Au milieu de l’effervescence, leur adorable berger australien, Uki, a soudainement disparu. Le pied de sa maîtresse, qui tenait la laisse, s’est levé un court instant pour contourner une machine. Cet instant a suffi. La panique a immédiatement remplacé l’insouciance, laissant une famille dévastée et un chien seul, loin des siens.
Un instant d’inattention, et le cauchemar commence
L’angoisse a duré trois longues journées. Trois jours interminables pour les maîtres d’Uki, qui ont remué ciel et terre pour retrouver leur compagnon. Grâce à un formidable élan de solidarité et à l’efficacité de la police, l’enquête a rapidement progressé. Les caméras de surveillance de la ville et du stand ont parlé, révélant une scène troublante : une femme s’emparant de la chienne.
Les images ont permis de remonter jusqu’à un véhicule immatriculé à Monaco, puis à une résidence de Mouans-Sartoux. C’est là, dans cette maison, que la petite Uki a finalement été retrouvée, saine et sauve, mais sans doute profondément perturbée par cette séparation brutale.
Vol ou sauvetage maladroit ? Le mystère reste entier
Devant le tribunal, la famille qui a recueilli Uki nie toute intention de vol. « J’aime les chiens, je n’ai jamais voulu le voler », a déclaré la mère, poursuivie pour recel avec ses deux enfants. Leur défense soutient que le chien leur semblait seul et qu’ils ont agi sans mauvaise intention. Mais pourquoi ne pas avoir contacté un vétérinaire ou la police pour retrouver ses propriétaires ?

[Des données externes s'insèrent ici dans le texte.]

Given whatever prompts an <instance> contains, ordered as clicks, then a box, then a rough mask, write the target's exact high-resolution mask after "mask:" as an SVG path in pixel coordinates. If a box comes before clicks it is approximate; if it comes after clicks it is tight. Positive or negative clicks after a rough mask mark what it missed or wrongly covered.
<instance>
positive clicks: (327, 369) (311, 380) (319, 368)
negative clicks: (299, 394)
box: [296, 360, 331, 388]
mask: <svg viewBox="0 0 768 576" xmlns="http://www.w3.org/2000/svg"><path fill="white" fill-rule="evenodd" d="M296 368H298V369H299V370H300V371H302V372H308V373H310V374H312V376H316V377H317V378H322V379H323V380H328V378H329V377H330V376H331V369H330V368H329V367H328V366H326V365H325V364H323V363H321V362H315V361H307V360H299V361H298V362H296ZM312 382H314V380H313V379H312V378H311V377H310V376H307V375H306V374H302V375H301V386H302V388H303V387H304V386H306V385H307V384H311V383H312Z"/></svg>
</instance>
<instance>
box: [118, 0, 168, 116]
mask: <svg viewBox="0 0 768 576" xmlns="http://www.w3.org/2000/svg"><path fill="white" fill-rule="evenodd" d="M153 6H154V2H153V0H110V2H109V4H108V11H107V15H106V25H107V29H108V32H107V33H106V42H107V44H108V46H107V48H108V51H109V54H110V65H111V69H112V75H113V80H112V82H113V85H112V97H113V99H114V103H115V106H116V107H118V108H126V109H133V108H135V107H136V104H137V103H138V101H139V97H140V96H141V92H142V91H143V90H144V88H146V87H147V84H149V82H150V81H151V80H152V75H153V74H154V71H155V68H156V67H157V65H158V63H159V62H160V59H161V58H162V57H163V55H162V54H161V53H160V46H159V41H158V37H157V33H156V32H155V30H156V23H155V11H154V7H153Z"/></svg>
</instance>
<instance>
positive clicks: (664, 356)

Cette question reste au cœur de l’affaire. Pour l’avocat de la famille d’Uki, le stress infligé à l’animal est indéniable. Le procureur a d’ailleurs rappelé un point essentiel : un animal est un « être vivant doué de sensibilité », et non un simple objet. La justice devra trancher entre un acte malveillant et un geste terriblement maladroit. Le verdict, attendu le 7 mai, est très attendu par tous ceux qui ont été touchés par cette histoire.